Four key species and targets have been selected – organic aerosol, nitrate aerosol, brown carbon, and ultrafine aerosol growth.

This WP will address the following key questions:
1) Which key processes (e.g. chemical evolution of organic aerosol and brown carbon, atmosphere-biosphere interactions, etc.) and factors (e.g. emissions, optical properties) are not well represented in state-of-the-art earth system models used for climate projections?

2) How can we better simulate these key aerosol processes in earth system models using the appropriate level of detail? Are there also processes that we can simplify?

3) Which processes and factors are responsible for the largest uncertainties for aerosol radiative forcing?
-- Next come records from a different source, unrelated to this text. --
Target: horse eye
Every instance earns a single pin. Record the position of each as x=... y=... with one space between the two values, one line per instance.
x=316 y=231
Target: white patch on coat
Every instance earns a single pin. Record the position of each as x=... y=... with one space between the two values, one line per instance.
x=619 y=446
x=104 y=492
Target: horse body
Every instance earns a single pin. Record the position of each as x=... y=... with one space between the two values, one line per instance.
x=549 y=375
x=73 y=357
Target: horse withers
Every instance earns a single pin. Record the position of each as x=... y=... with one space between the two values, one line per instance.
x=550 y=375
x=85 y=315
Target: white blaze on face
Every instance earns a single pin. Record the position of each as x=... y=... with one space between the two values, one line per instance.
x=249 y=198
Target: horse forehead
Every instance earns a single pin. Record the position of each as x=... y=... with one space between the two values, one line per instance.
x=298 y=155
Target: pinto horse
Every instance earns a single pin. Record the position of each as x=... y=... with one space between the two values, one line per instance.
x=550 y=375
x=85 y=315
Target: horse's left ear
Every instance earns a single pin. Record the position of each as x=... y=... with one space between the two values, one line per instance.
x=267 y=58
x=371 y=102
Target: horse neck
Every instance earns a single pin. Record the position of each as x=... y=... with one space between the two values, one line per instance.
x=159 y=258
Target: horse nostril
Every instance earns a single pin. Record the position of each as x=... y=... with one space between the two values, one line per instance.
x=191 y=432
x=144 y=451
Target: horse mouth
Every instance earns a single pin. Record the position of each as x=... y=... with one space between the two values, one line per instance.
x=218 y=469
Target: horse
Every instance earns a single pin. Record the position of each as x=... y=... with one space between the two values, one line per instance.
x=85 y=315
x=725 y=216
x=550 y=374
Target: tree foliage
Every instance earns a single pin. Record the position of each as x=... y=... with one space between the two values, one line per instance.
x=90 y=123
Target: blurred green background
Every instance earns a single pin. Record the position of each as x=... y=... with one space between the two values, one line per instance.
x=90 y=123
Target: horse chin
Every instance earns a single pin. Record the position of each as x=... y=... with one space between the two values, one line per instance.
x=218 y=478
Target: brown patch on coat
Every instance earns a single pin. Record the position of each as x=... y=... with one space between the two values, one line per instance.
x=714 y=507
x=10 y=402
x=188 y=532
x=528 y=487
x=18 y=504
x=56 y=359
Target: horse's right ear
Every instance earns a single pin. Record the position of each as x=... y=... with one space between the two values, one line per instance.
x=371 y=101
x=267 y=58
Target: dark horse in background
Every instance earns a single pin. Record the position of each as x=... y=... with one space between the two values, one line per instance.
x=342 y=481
Five year averaged (2010 – 2015) global distribution of nitrate, organics, primary organic aerosol (POA), and secondary organic aerosol (SOA) generated with the global atmosphere-chemistry model EMAC (ECHAM/MESSy Atmospheric Chemistry). The global distribution of organics was generated following the implementation of a volatility basis set framework (ORACLE). Figures provided by Vlassis Karydis and Alexandra Tsimpidi, IEK-8 FZ Jülich.